Know Your Surroundings
Being aware of your surroundings will provide safety and a sense of calm. Stick to paths with which you are familiar.  Keep track of how far you’ve walked to know how long it will take you to get back home as nighttime falls. If you’re listening to music, keep it low so you can also hear what’s happening around you.

Walk Against Traffic
As the law states, walk against traffic.  This will also help you see what’s coming toward you so you can get your dog out of the way if necessary. Always walk on sidewalks when possible to avoid traffic.

Make Yourself Visible
Visibility is the biggest concern while walking a dog at night. Carrying a flashlight makes seeing your surroundings easier.  The flashlight should be bright enough to allow you to see where you’re stepping and what’s around you. Wearing bright, light colors make you more visible to oncoming motorists.

Make Your Dog Visible
Reflective collars, leashes and harnesses provide more visibility when walking a dog at night. Coastal Pet offers a variety of reflective dog collars, leashes and harnesses. Our reflective collars are adjustable and available in different sizes and patterns.

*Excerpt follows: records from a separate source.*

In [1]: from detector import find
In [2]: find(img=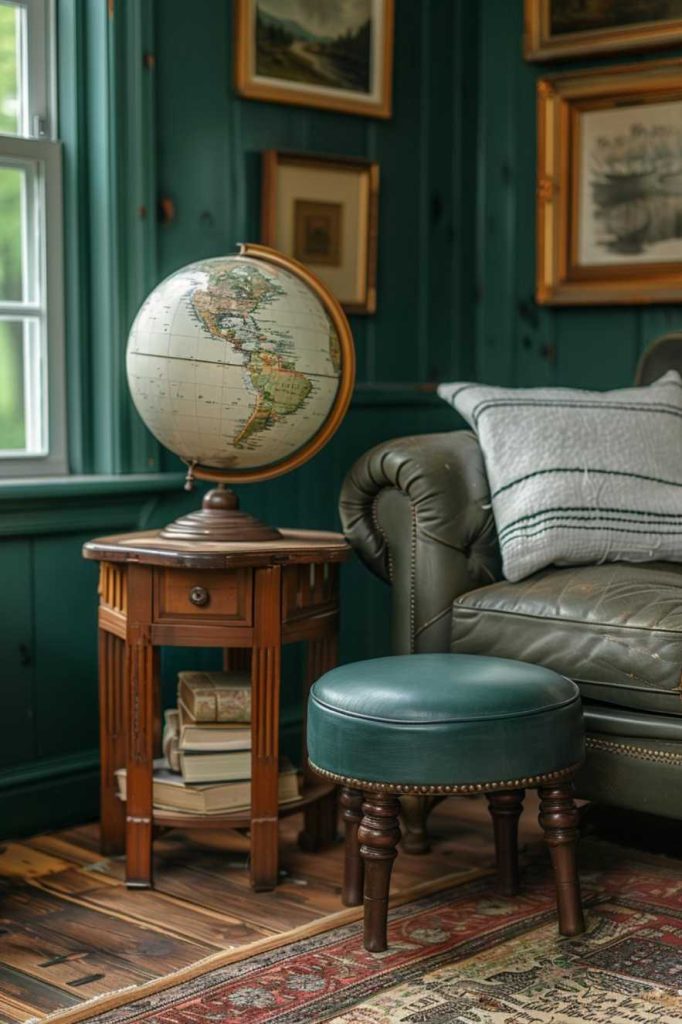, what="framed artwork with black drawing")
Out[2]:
[523,0,682,60]
[235,0,394,118]
[261,150,379,313]
[537,60,682,304]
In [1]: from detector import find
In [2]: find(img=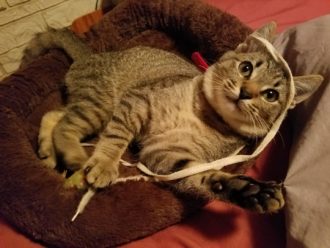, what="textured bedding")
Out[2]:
[0,0,330,248]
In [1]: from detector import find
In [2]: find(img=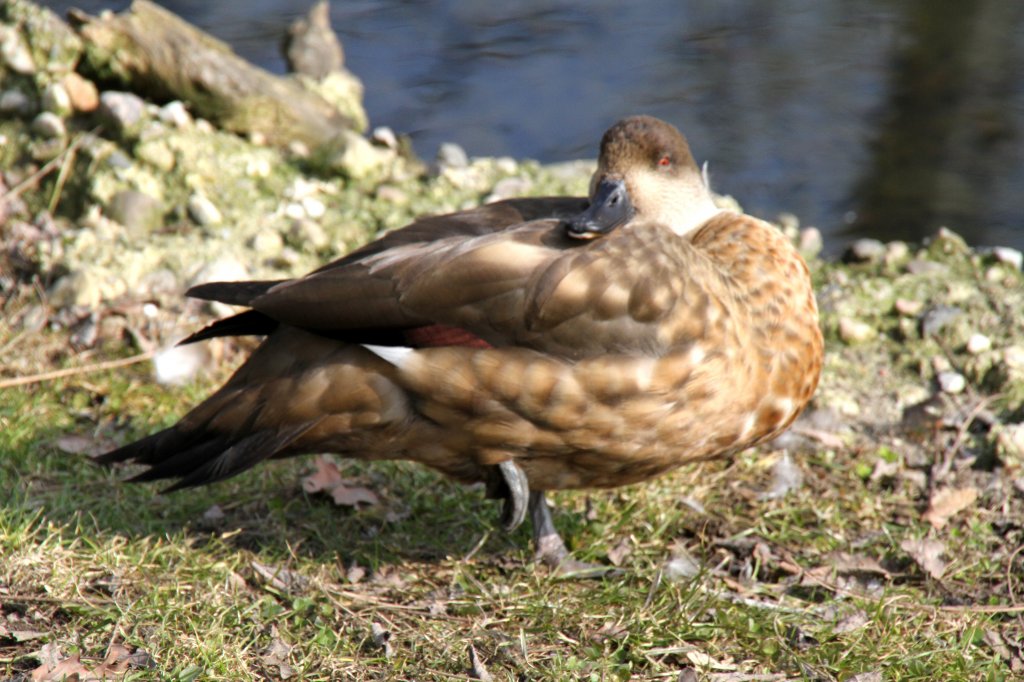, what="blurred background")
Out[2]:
[37,0,1024,254]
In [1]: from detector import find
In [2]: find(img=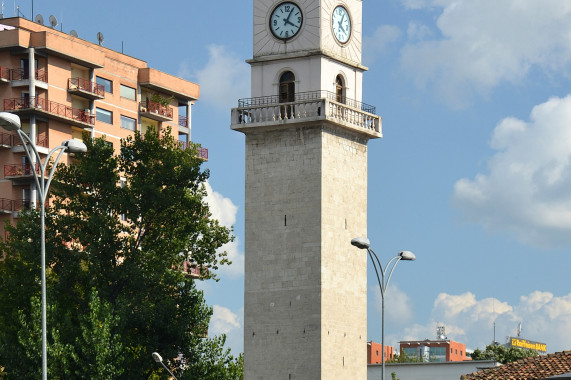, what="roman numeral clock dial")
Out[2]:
[270,1,303,41]
[331,5,351,44]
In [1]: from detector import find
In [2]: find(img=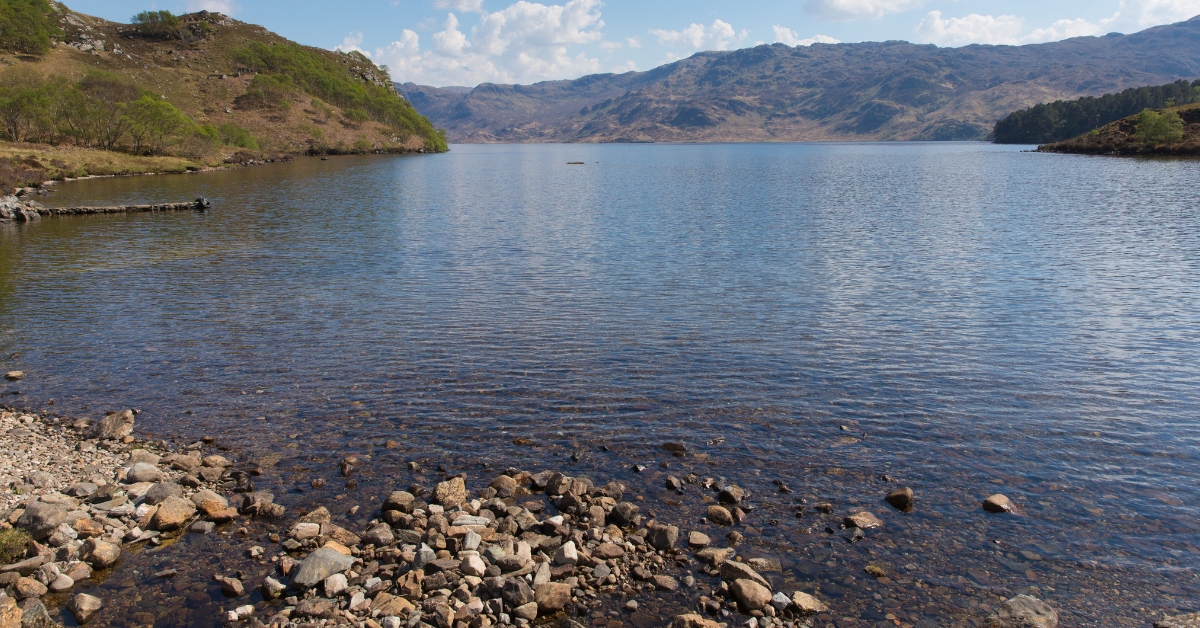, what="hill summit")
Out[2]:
[400,17,1200,142]
[0,0,446,160]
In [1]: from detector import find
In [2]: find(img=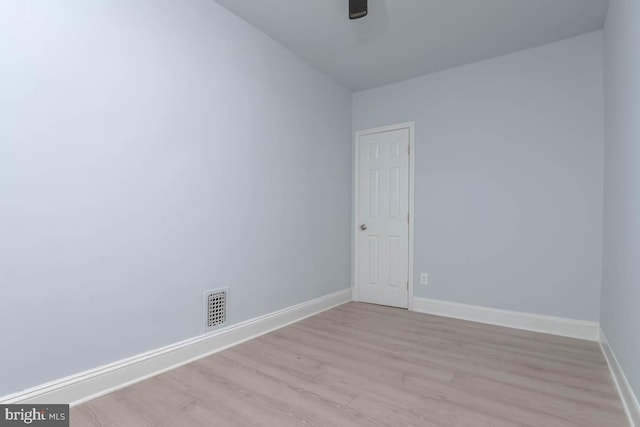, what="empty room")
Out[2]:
[0,0,640,427]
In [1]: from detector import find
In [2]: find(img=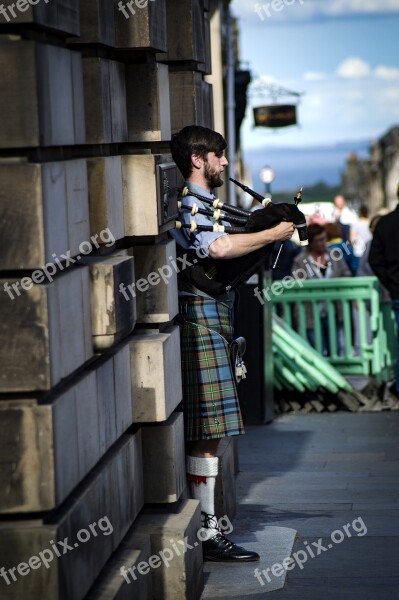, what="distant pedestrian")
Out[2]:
[324,223,359,275]
[351,204,372,258]
[369,204,399,398]
[332,195,357,242]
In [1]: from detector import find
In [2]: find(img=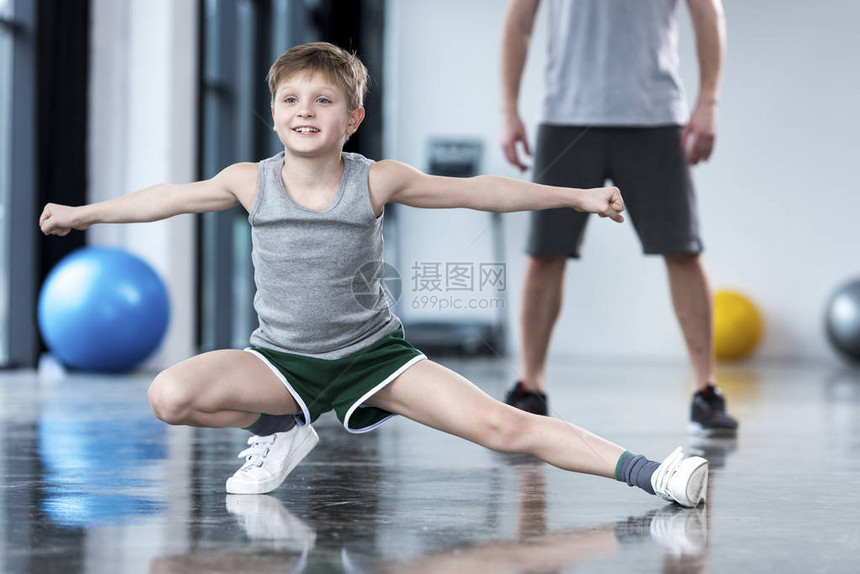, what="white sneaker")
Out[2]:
[227,425,320,494]
[651,447,708,508]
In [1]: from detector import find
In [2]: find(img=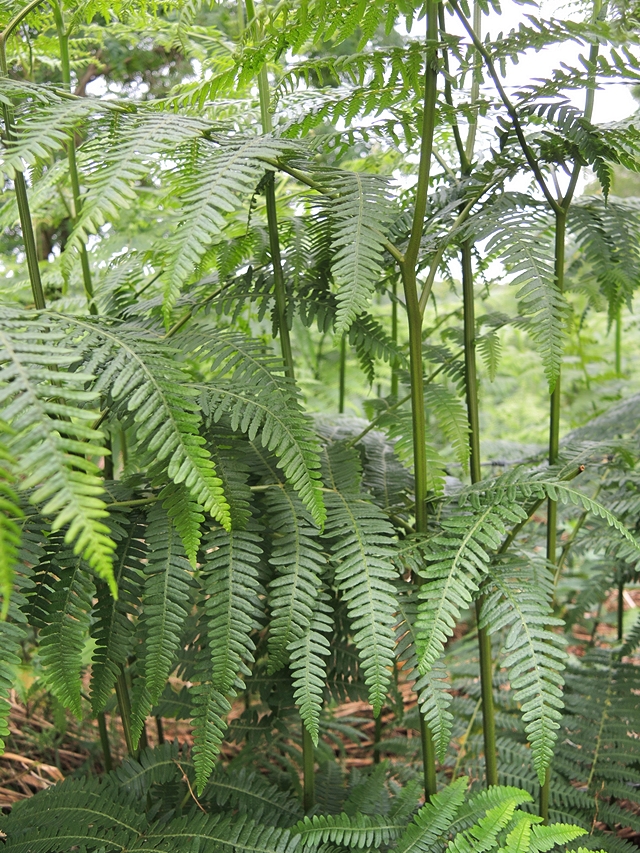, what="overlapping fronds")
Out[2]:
[0,309,115,593]
[480,560,567,783]
[192,329,325,525]
[265,487,325,672]
[325,448,397,716]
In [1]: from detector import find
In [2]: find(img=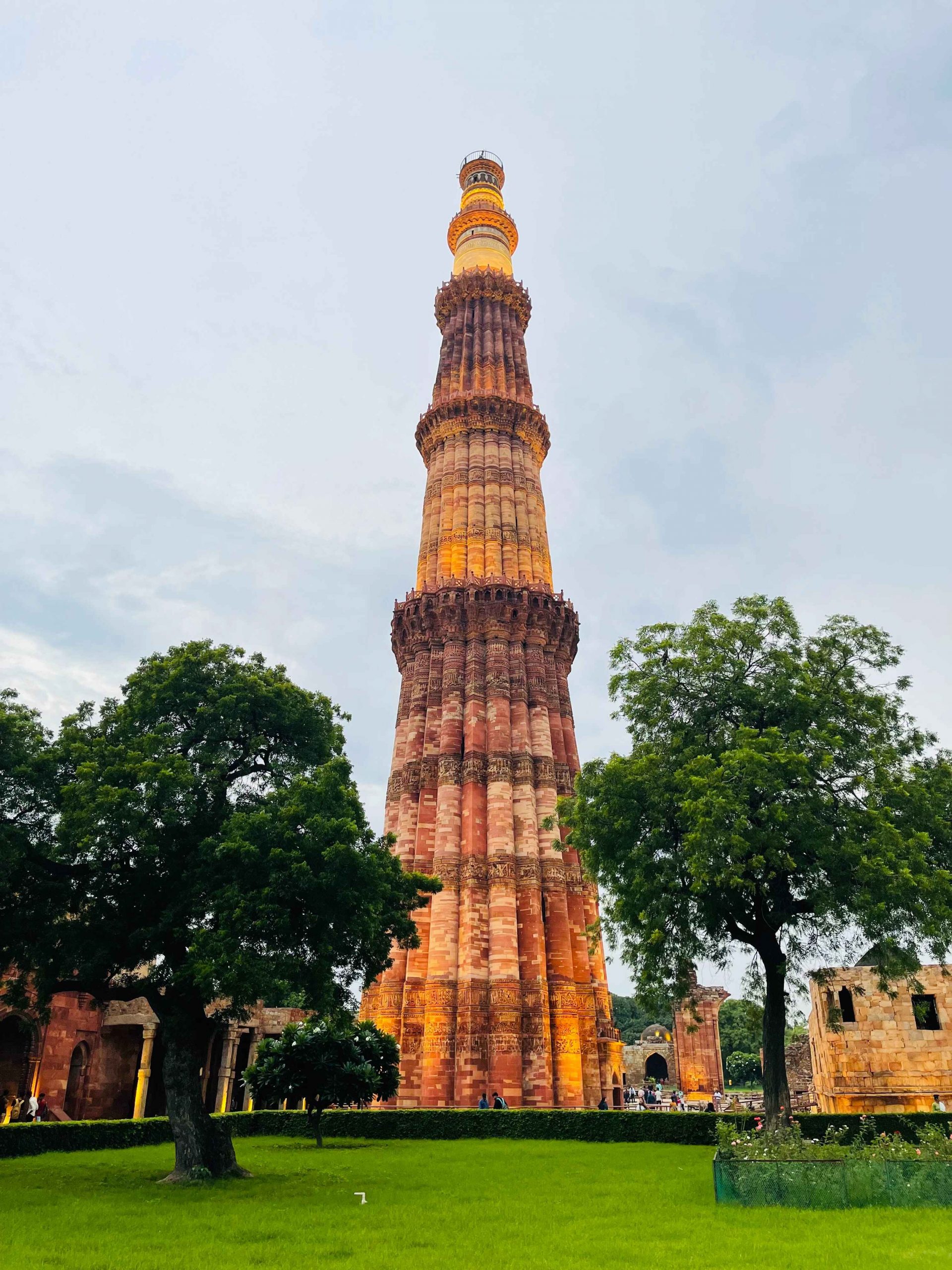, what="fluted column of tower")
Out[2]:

Reflective dog collars, leashes and harnesses include:

K9 Explorer® Reflective Dog Collar, Leashes and Harness

  • Feature reflective stitching woven into luxury nylon
  • Reflective nylon and rope leashes are strong, durable and comfortable
  • Reflective harnesses feature a comfortable neoprene chest pad 

Lazer Brite® Reflective Dog Collar and Leash

  • Same reflective material used by safety professionals
  • Visible up to 600 feet away
  • To be safe, you must be seen

Pet Attire® Pro Reflective Adjustable Dog Collar and Leash

  • Sporty colors include stitching that reflects oncoming light
  • Trending colors to keep dogs fashionable
  • Comfortable, padded, edged webbing

It’s important that your dog gets daily exercise. Don’t let the time change affect your routine. Stay safe while walking a dog at night with these tips.